Primero: al salir del estudio de Morales le dije a Larry que me sentía incómodo y decepcionado conmigo mismo. Llegamos al auto y recordé los catálogos que habíamos comprado en San Bartolo. Me envalentoné como reacción a mi timidez y mi vergüenza de hacía unos minutos y decidí regresar al taller del pintor. Así lo hice. Con timidez y diplomacia toqué a la puerta (¿Estaría allí de vuelta el hermoso joven que huyó cuando entramos?) y le pedí a Morales que, por favor, nos los autografiara. Él, generoso como siempre, así lo hizo y los acompañó con sendos dibujos. Recuerdo que a nuestro regreso a Oaxaca Larry le regaló su catálogo a Lynn como muestra de cariño y como premio por haber completado su nuevo libro. El mío lo guardo aun como lo que es, un tesoro. ¿En qué manos llegará a parar algún día?

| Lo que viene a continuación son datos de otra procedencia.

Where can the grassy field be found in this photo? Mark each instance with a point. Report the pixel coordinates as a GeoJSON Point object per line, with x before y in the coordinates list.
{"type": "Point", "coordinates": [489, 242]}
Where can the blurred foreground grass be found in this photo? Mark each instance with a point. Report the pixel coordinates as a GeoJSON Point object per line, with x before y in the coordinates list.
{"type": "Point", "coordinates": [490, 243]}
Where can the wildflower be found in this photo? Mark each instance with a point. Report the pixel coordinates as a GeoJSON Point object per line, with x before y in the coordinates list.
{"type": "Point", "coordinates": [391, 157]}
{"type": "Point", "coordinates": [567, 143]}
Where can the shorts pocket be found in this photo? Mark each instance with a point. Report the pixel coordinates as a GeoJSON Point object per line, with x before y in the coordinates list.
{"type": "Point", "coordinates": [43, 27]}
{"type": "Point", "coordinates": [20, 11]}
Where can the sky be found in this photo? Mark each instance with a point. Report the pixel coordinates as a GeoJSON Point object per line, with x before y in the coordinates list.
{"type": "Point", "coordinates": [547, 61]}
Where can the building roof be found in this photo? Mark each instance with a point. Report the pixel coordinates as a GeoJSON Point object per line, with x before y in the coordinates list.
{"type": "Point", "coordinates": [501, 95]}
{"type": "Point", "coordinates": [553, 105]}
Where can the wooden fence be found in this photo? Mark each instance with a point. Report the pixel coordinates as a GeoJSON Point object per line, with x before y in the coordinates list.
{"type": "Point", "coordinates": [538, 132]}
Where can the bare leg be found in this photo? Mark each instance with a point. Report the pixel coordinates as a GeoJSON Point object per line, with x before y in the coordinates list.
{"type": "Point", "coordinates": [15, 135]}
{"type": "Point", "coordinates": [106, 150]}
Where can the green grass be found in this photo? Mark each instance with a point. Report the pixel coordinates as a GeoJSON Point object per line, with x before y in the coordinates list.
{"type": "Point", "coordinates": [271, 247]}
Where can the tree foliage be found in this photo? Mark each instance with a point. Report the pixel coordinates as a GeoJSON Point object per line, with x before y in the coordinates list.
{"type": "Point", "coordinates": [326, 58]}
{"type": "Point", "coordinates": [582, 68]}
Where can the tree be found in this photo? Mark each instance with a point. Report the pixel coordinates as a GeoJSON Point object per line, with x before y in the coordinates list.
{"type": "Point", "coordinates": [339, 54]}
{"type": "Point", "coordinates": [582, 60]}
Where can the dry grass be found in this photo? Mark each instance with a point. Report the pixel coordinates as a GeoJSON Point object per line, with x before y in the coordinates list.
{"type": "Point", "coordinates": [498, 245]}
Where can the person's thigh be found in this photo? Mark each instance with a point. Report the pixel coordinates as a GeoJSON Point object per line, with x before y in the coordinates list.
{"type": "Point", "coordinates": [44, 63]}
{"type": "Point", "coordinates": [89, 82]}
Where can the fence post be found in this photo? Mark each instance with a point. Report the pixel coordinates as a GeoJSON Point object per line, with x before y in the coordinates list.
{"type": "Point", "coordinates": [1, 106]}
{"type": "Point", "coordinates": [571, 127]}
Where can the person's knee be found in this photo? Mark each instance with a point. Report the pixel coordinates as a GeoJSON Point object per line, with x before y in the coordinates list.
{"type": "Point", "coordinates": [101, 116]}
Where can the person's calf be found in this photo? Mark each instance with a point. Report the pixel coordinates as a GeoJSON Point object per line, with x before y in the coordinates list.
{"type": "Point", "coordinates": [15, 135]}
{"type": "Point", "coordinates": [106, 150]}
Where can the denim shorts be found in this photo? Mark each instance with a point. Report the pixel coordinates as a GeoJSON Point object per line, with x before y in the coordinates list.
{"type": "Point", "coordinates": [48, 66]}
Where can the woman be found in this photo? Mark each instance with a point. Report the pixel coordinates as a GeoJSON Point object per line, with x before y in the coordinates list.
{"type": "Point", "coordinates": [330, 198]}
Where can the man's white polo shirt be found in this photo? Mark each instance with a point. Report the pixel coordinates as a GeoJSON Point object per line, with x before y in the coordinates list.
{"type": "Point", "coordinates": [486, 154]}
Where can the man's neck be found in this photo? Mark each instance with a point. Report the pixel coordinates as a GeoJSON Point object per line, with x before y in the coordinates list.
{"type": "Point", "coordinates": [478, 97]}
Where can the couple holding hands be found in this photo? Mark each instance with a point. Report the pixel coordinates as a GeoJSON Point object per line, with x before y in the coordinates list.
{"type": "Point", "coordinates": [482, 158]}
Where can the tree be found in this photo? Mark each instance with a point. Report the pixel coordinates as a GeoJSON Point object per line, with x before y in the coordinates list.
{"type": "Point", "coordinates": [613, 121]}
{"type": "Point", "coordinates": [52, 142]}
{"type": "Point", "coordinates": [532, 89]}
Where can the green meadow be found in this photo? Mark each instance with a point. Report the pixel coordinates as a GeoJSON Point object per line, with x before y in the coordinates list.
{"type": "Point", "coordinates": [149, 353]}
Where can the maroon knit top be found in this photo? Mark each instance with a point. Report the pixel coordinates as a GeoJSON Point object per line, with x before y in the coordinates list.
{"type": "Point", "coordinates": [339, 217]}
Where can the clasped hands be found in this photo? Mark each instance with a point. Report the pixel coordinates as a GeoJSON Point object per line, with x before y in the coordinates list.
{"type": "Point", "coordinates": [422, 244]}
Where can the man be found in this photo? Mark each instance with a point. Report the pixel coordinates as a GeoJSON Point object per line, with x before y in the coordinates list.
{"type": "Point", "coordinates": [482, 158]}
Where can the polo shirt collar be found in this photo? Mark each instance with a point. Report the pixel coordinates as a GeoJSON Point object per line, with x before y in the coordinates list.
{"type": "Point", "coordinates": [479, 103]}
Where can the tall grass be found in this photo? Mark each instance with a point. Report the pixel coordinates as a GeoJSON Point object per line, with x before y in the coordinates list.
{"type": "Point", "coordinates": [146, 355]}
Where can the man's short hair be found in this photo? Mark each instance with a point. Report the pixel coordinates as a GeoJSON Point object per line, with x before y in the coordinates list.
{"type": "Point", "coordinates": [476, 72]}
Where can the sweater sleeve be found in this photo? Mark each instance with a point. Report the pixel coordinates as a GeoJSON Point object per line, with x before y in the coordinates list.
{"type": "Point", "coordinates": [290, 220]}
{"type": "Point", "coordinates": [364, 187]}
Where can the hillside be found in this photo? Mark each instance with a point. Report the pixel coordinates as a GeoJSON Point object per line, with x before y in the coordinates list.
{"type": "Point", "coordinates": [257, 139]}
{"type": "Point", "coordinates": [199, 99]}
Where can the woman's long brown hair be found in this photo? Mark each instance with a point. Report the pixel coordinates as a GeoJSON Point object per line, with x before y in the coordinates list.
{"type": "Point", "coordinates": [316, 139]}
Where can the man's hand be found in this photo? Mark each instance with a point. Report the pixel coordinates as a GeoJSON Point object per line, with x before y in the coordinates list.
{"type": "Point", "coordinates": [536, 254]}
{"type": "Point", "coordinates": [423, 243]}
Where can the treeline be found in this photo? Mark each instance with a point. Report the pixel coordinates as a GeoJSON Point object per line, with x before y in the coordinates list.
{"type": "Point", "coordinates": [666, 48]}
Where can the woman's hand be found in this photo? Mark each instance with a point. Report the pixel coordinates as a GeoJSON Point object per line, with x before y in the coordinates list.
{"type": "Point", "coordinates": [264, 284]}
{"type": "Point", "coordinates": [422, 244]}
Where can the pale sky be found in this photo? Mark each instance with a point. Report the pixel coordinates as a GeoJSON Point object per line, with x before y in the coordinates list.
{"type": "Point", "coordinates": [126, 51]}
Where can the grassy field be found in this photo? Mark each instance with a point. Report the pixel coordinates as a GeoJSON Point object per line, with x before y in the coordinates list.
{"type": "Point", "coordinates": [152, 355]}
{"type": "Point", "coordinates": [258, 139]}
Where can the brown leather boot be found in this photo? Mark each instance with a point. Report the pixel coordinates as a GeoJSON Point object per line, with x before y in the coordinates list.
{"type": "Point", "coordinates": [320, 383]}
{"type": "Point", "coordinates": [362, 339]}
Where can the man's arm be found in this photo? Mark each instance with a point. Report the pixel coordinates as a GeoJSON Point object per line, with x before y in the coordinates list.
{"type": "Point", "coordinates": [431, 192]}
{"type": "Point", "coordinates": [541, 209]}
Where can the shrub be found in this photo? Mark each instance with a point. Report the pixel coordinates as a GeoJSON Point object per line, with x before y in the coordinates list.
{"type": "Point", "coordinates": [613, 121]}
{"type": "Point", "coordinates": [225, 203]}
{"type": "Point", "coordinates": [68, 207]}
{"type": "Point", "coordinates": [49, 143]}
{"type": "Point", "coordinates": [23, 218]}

Segundo: en el camino de regreso a Oaxaca volvimos a pasar por San Bartolo de Coyotepec. Le pedí a Larry que nos detuviéramos brevemente y que paráramos en el taller de Daniel Salas. Entramos y sin titubear, como si conociera perfectamente bien todo lo que allí había, aunque jamás había estado en ese lugar, me dirigí al estante donde estaba una pieza de cerámica única y muy particular. Era la versión de Salas de un perro de Colima. El maestro ceramista se inspiró en esta imagen arquetípica del arte prehispánico del noroeste de México para crear su propia obra. Creó un perro negro y juguetón que lleva en la boca un elote, una mazorca de maíz. Era el único que Salas había hecho. Lo compré y lo cargué de San Bartolo a Oaxaca, de Oaxaca a la Ciudad de México, de Ciudad de México a mi casa e intacto y feliz convive desde entonces conmigo. Es otro tesoro que guardo como oro en paño. Lo llamo Rudy en honor a Morales. Sé que, como él fue un hombre lleno de una especial ternura que lo ayudó a sobrevivir y a apreciar toda la belleza a su alrededor, le hubiera gustado mucho mi pequeño homenaje.
Siempre que veo esta pieza de cerámica pienso en ese diálogo que nunca tuve con Rodolfo Morales. Pero, ¿no es siempre mejor dialogar con la obra arte y no con su creador?